MCCAUL: But this one, fortunately, loss of life hasn't been near that scale.

But I can tell you, in terms of damage, property damage, and the impact on so many lives, this is a massive natural disaster.

CAVUTO: You know, obviously, it is going to go in the record books in terms of damages. But that doesn't really tell the entire story.

There's some inspiring stories that have come out of this, but even limits to these volunteer stories that have heard, the Cajun Navy and those from Louisiana and in Texas itself trying to rescue people from their homes and all.

But I'm sure capacity at shelters and where a lot of these evacuees have gone, you must be running at wits' end here. Red Cross directors have been telling me much the same. Every new facility they open is a facility that is quickly filled.

How long do you see these places being filled with evacuee, especially if it looks like just this water coming back and receding could be a multi-week development?

MCCAUL: Well, it's going to be multi-month to a year.
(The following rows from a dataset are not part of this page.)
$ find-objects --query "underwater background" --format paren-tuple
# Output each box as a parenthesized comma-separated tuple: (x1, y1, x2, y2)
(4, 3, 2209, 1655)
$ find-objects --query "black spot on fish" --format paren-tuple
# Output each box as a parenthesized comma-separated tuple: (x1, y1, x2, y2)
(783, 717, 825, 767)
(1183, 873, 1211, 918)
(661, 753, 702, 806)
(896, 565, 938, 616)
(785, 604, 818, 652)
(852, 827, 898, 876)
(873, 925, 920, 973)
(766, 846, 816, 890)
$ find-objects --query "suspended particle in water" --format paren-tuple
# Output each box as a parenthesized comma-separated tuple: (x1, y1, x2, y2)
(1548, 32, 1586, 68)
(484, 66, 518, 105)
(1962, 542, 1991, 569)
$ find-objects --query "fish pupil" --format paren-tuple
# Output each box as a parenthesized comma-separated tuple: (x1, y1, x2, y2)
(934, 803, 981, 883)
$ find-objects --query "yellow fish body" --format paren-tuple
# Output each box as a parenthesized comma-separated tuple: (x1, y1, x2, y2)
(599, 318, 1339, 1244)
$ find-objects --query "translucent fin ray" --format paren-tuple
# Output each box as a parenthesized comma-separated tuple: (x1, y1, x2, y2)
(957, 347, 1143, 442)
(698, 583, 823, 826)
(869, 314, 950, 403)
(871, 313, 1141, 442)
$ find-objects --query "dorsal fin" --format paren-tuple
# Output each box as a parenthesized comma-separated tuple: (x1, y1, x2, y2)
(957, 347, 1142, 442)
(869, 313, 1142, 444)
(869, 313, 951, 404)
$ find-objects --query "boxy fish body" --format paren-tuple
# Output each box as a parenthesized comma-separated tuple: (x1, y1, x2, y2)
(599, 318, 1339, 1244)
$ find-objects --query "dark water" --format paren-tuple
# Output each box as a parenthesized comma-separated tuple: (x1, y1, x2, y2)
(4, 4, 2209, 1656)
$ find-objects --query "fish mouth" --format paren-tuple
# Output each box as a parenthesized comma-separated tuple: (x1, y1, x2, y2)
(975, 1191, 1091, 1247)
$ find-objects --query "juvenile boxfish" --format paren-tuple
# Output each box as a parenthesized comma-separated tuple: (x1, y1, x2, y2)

We have so many homes underwater. And Reliant Stadium, we're putting out 10,000 beds there. People have to be relocated. I have got the National Guard at the Katy High School outside of Houston, Texas. This is going to be a long-term recovery.

We have -- I think we're starting to get out of the search-and-rescue phase. And let me just say, to your point, there's just countless untold stories of heroic acts of bravery, saving lives.

And I have seen these people firsthand. And they come -- not just Texans saving Texans, but it's also people from California, Nebraska, Ohio, just all over the nation coming to Texas to save lives.

And I think now we're moving into what is being called the rebuilding phase. We are going to have to take the debris recovery and rebuild Texas. And we want to build it back better than ever. But it's going to take a long time to recover from this.

CAVUTO: Congressman, thank you. I know you're taking in quite a bit.
But, again, it's just amazing.

Mike McCaul, the House Homeland Security chairman, a Texas congressman.

Did not know that about his grandfather, 1900 disaster that goes down really as the greatest loss of life in this country back in 1900, when better than 8,000 lost their lives.